Role of lifestyle interventions to reduce T2D
There is evidence from observational studies that an active lifestyle (including increase in physical activity time and reduction in sedentary time) is associated with weight loss, improved glucose tolerance and lower risk of progression to T2D in women with a history of GDM [
18,
19]. The Diabetes Prevention Programme showed, with a randomised controlled trial (RCT) design, that intensive lifestyle interventions reduced the risk of incident T2D in adults with impaired glucose tolerance (IGT) by around 40–60% [
20,
21] and, in a subgroup of women with a history of GDM, by 53% and 35% over three and ten years, respectively, compared to standard care [
22,
23]. Other trials have shown decreases in rates of pre-diabetes, weight, waist circumference and lipid levels [
24‐
26]. Interestingly, treatment with metformin has been shown to confer no additional benefit to lifestyle interventions, presumably due to adherence issues and less weight loss in the first year of treatment when compared to the latter [
22].
However, there are several barriers to lifestyle interventions in postpartum women with recent GDM, including lack of time, balancing work and family demands, and lack of childcare [
27,
28]. Recently, a web-based lifestyle intervention program in 75 women in Boston, USA was deemed to be feasible and associated with significant weight reduction (3.3 kg below the control group) and higher likelihood of being below pre-pregnancy weight at 12 months postpartum [
29]. The program particularly recommended gradually increasing physical activity to 150 min per week, including resistance training and making healthier dietary choices.

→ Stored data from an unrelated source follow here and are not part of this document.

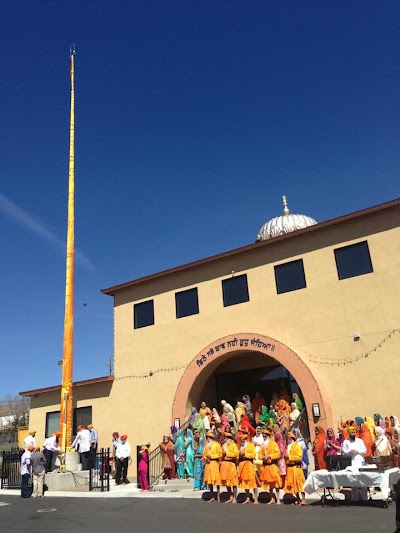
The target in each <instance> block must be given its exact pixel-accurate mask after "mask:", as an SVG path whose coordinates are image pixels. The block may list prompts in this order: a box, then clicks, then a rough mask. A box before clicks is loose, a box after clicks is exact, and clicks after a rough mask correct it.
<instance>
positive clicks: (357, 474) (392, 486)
mask: <svg viewBox="0 0 400 533" xmlns="http://www.w3.org/2000/svg"><path fill="white" fill-rule="evenodd" d="M399 479H400V469H399V468H390V469H389V470H378V469H377V470H376V472H371V471H370V472H360V471H359V470H357V469H355V468H353V467H351V466H350V467H348V468H346V469H345V470H338V471H332V472H329V471H328V470H315V472H311V474H310V475H309V476H308V477H307V480H306V482H305V484H304V487H303V489H304V491H305V492H307V494H312V493H313V492H316V491H317V490H318V489H322V488H323V489H324V496H323V499H325V489H327V488H332V487H333V488H334V487H379V488H380V489H381V492H382V496H383V499H384V500H386V501H387V500H388V499H389V496H390V492H391V489H392V488H393V486H394V485H395V484H396V483H397V481H398V480H399Z"/></svg>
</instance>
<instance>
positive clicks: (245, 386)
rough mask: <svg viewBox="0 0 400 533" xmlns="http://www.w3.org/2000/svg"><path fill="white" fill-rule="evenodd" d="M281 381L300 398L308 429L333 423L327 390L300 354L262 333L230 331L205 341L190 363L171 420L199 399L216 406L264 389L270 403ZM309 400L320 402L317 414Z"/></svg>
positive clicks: (187, 366) (279, 387)
mask: <svg viewBox="0 0 400 533" xmlns="http://www.w3.org/2000/svg"><path fill="white" fill-rule="evenodd" d="M283 387H285V388H286V391H287V393H288V394H290V395H291V394H292V393H293V392H297V393H298V394H299V395H300V397H301V398H302V400H303V405H304V406H305V408H306V409H307V422H308V426H309V430H310V432H311V434H313V433H314V427H315V426H316V425H321V426H322V427H332V425H331V424H332V420H333V417H332V408H331V403H330V399H329V396H328V394H327V392H326V389H325V388H324V386H323V384H322V383H318V382H317V379H316V376H315V375H314V372H313V370H312V369H311V368H310V366H309V364H308V363H307V362H306V360H305V358H304V357H303V356H301V355H300V354H299V353H297V352H295V351H294V350H293V349H292V348H290V347H289V346H287V345H285V344H283V343H282V342H280V341H279V340H277V339H274V338H272V337H268V336H266V335H261V334H258V333H235V334H230V335H228V336H226V337H222V338H219V339H216V340H214V341H213V342H212V343H210V344H209V345H208V346H205V347H203V349H202V350H201V351H200V352H199V353H198V354H196V355H195V356H194V357H193V359H192V360H191V362H190V363H189V364H188V366H187V367H186V369H185V371H184V372H183V374H182V376H181V378H180V380H179V384H178V386H177V389H176V393H175V398H174V402H173V406H172V420H175V419H180V420H187V418H188V417H189V415H190V413H191V412H192V407H193V406H194V407H197V408H198V406H199V405H200V403H201V401H205V402H206V403H207V404H208V405H209V406H211V407H218V410H220V409H219V408H220V401H221V399H224V400H227V401H229V400H230V402H229V403H232V404H233V405H234V404H235V402H236V398H237V397H241V396H243V394H249V395H250V397H251V396H252V394H253V397H254V394H255V393H256V392H260V393H261V392H262V393H263V395H265V396H264V398H265V400H266V403H269V402H270V401H271V398H272V394H273V392H276V393H278V395H279V394H280V393H281V390H282V388H283ZM259 389H260V390H259ZM274 389H276V390H274ZM223 395H225V396H226V397H225V398H221V397H220V396H223ZM313 405H316V406H317V408H318V413H319V416H317V417H315V416H313V410H312V406H313ZM315 412H317V409H316V410H315Z"/></svg>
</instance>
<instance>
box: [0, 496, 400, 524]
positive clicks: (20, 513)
mask: <svg viewBox="0 0 400 533" xmlns="http://www.w3.org/2000/svg"><path fill="white" fill-rule="evenodd" d="M395 529H396V527H395V505H394V504H391V505H390V506H389V508H388V509H385V508H381V507H378V506H374V507H372V506H368V507H363V506H340V507H324V508H323V507H321V505H320V504H312V505H308V506H305V507H299V506H293V505H281V506H276V505H273V506H271V505H266V504H259V505H253V504H250V505H240V504H237V505H232V504H225V503H207V502H206V501H203V500H201V499H198V500H189V499H164V498H151V499H147V498H146V497H143V498H110V499H99V498H60V497H56V498H55V497H48V496H45V497H44V498H29V499H22V498H20V497H18V496H8V495H4V494H1V495H0V531H7V532H17V533H24V532H27V533H28V532H29V533H47V532H51V533H54V531H58V532H59V533H81V532H82V533H83V532H85V533H91V532H96V533H102V532H104V533H105V532H107V533H117V532H118V533H121V532H122V533H123V532H125V531H129V532H131V531H136V532H142V531H143V532H146V533H147V532H149V533H153V532H154V533H158V532H160V533H161V532H162V533H168V532H170V531H171V532H172V533H206V532H207V533H210V532H214V531H215V532H218V533H225V532H226V533H236V532H238V533H239V532H240V533H249V532H250V531H251V532H255V531H268V530H269V531H273V532H274V533H281V532H282V533H286V532H291V533H310V532H317V533H319V532H321V533H330V532H332V533H338V532H340V533H358V532H360V533H361V532H363V533H366V532H370V531H371V532H374V533H393V532H394V531H395Z"/></svg>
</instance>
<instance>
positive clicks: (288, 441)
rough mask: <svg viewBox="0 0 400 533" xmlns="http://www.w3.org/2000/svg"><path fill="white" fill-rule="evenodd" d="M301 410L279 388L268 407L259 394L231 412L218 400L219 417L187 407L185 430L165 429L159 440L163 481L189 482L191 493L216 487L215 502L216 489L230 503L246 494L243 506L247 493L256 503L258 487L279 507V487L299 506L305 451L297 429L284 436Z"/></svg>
mask: <svg viewBox="0 0 400 533" xmlns="http://www.w3.org/2000/svg"><path fill="white" fill-rule="evenodd" d="M290 400H292V401H290ZM289 402H290V403H289ZM302 411H303V403H302V401H301V399H300V397H299V396H298V394H296V393H294V394H293V395H292V398H290V396H289V395H288V393H287V392H286V391H285V390H284V389H283V390H281V393H280V395H278V394H274V395H273V396H272V401H271V403H270V405H269V407H267V405H266V402H265V399H264V398H263V397H262V396H261V395H260V393H256V395H255V397H254V398H253V400H252V401H250V397H249V396H248V395H244V396H243V398H242V399H238V400H237V402H236V405H235V407H233V406H232V405H230V404H229V403H228V402H226V401H225V400H222V401H221V414H220V413H219V412H218V410H217V409H216V408H215V407H214V408H210V407H208V406H207V405H206V403H205V402H202V404H201V406H200V408H199V410H198V411H197V409H196V408H193V410H192V415H191V416H190V418H189V421H188V426H187V428H186V429H185V430H182V429H177V428H174V427H171V435H165V436H164V437H163V440H162V442H161V444H160V449H161V453H162V459H163V469H164V479H166V480H168V479H175V478H193V483H194V490H205V489H206V488H207V487H208V488H209V489H210V490H211V493H212V494H213V487H214V486H216V487H217V494H216V498H217V500H219V498H220V486H226V487H227V491H228V495H229V499H228V501H230V502H232V503H236V501H237V489H238V487H239V488H243V489H245V491H246V499H245V503H249V502H250V490H252V491H253V495H254V503H258V488H259V487H261V488H263V489H265V490H268V491H270V494H271V500H270V502H271V503H275V502H276V503H277V504H280V501H281V497H280V490H281V489H283V488H284V490H285V492H287V493H291V494H295V496H296V500H295V501H296V502H298V503H300V504H304V493H303V492H302V490H301V488H302V486H303V484H304V481H305V475H306V472H307V469H308V462H309V460H308V447H307V443H306V441H305V439H304V438H303V436H302V434H301V432H300V430H299V429H298V428H295V429H293V431H290V430H291V426H292V425H294V424H295V423H296V422H298V420H299V418H300V414H301V412H302ZM210 501H215V498H214V496H213V497H212V498H211V500H210Z"/></svg>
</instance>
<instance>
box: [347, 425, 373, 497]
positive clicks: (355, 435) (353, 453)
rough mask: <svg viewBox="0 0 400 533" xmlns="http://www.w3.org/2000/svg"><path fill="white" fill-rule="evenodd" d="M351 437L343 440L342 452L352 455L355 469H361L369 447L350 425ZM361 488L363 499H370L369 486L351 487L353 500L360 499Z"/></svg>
mask: <svg viewBox="0 0 400 533" xmlns="http://www.w3.org/2000/svg"><path fill="white" fill-rule="evenodd" d="M347 431H348V433H349V438H348V439H346V440H345V441H343V446H342V453H343V455H347V456H351V466H352V467H353V468H354V469H357V470H358V469H359V468H360V467H362V466H363V465H364V456H365V454H366V453H367V448H366V447H365V444H364V442H363V441H362V440H361V439H359V438H358V437H356V428H355V427H353V426H350V427H349V428H347ZM359 488H361V500H362V501H366V500H367V499H368V491H367V487H351V500H352V501H353V502H357V501H358V489H359Z"/></svg>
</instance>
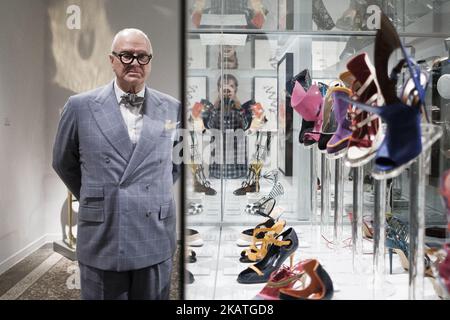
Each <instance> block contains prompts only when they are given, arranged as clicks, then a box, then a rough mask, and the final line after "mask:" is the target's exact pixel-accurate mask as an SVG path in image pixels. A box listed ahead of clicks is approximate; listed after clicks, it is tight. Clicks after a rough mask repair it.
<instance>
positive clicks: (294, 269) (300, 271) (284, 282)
mask: <svg viewBox="0 0 450 320" xmlns="http://www.w3.org/2000/svg"><path fill="white" fill-rule="evenodd" d="M303 263H304V261H300V262H299V263H297V264H296V265H295V266H294V267H293V268H290V267H288V266H286V265H282V266H281V267H280V268H279V269H278V270H275V271H274V272H272V274H271V275H270V278H269V281H267V284H266V285H265V286H264V288H263V289H262V290H261V291H260V292H259V293H258V294H257V295H256V296H255V298H254V300H280V290H281V289H291V288H292V287H293V286H294V284H295V285H297V282H298V281H300V282H301V283H302V284H304V282H305V280H306V279H305V277H306V273H305V271H304V269H303Z"/></svg>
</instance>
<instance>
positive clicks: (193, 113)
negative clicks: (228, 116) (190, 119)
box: [192, 102, 203, 119]
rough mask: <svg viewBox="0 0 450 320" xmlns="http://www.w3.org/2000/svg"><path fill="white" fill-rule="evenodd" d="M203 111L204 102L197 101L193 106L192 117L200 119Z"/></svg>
mask: <svg viewBox="0 0 450 320" xmlns="http://www.w3.org/2000/svg"><path fill="white" fill-rule="evenodd" d="M202 111H203V104H202V103H200V102H196V103H195V104H194V106H193V107H192V117H193V118H194V119H198V118H199V117H200V115H201V114H202Z"/></svg>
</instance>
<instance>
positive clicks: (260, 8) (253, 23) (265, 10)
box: [250, 0, 267, 29]
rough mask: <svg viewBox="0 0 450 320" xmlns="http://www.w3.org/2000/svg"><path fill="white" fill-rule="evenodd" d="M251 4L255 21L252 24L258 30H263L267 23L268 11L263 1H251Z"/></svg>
mask: <svg viewBox="0 0 450 320" xmlns="http://www.w3.org/2000/svg"><path fill="white" fill-rule="evenodd" d="M250 3H251V6H252V8H253V19H252V20H251V22H252V24H253V25H254V26H255V27H256V28H258V29H261V28H262V26H263V25H264V22H266V14H267V11H266V9H265V8H264V6H263V5H262V2H261V0H251V2H250Z"/></svg>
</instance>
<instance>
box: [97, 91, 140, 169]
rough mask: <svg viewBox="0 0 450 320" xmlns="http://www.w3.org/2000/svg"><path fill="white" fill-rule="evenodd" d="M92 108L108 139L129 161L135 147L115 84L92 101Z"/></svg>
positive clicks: (120, 154)
mask: <svg viewBox="0 0 450 320" xmlns="http://www.w3.org/2000/svg"><path fill="white" fill-rule="evenodd" d="M90 107H91V111H92V114H93V116H94V119H95V121H96V122H97V124H98V126H99V127H100V130H101V131H102V132H103V134H104V135H105V137H106V139H107V140H108V141H109V143H110V144H111V145H112V146H113V147H114V149H115V150H116V151H117V152H118V153H119V154H120V155H121V156H122V158H124V159H125V160H126V161H129V160H130V157H131V155H132V153H133V146H132V143H131V140H130V137H129V134H128V130H127V128H126V125H125V121H124V120H123V116H122V114H121V113H120V108H119V104H118V103H117V100H116V95H115V93H114V88H113V82H111V83H110V84H109V85H107V86H106V87H105V89H104V90H103V91H101V93H100V94H99V95H98V97H97V98H96V99H95V100H94V101H91V105H90Z"/></svg>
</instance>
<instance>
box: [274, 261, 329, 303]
mask: <svg viewBox="0 0 450 320" xmlns="http://www.w3.org/2000/svg"><path fill="white" fill-rule="evenodd" d="M303 270H304V272H305V273H306V275H307V276H308V277H309V279H310V283H309V285H308V286H307V287H306V288H301V289H292V288H282V289H280V299H281V300H330V299H331V298H332V297H333V293H334V288H333V281H332V280H331V278H330V276H329V274H328V273H327V272H326V271H325V269H324V268H323V267H322V265H321V264H320V263H319V261H317V260H315V259H311V260H306V261H305V262H303Z"/></svg>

While most of the abovementioned trials have suggested that a combination of exercise, healthy diet and weight loss or weight maintenance protects against diabetes in postpartum women, there is a lack of evidence about the independent effect of physical activity in reducing progression from GDM to T2D, particularly in high-risk populations such as minority ethnic groups. Indeed, in observational series, increase in moderate to vigorous physical activity, independent of body mass index (BMI), was associated with reduction in the risk of T2D in women after pregnancy [
18]. Among non-pregnant adults, every 2000 step per day change from baseline to 12 months is associated with an additional 8% decrease in the cardiovascular event rate [
30].
The ongoing and completed intervention programmes for women with a history of GDM have been conducted largely in women of white American, Australian or European background [
19,
23,
31,
32] and black, Hispanic and mixed minority American [
24,
33‐
35]. Therefore, there is a paucity of information about the feasibility and effectiveness of similar programmes for women in the UK, particularly in those of South Asian ethnicity. It is known that up to one in five South Asian adults globally have T2D and the diagnosis is 4–5 times more common in South Asian adults in the UK, compared to a white reference group [
36,
37].
Our study will therefore be novel in developing and testing an intervention that meets the cultural and social needs of women in a catchment area in that has a large multi-ethnic population (estimated to constitute 25–60% of the women diagnosed with GDM in the two research sites).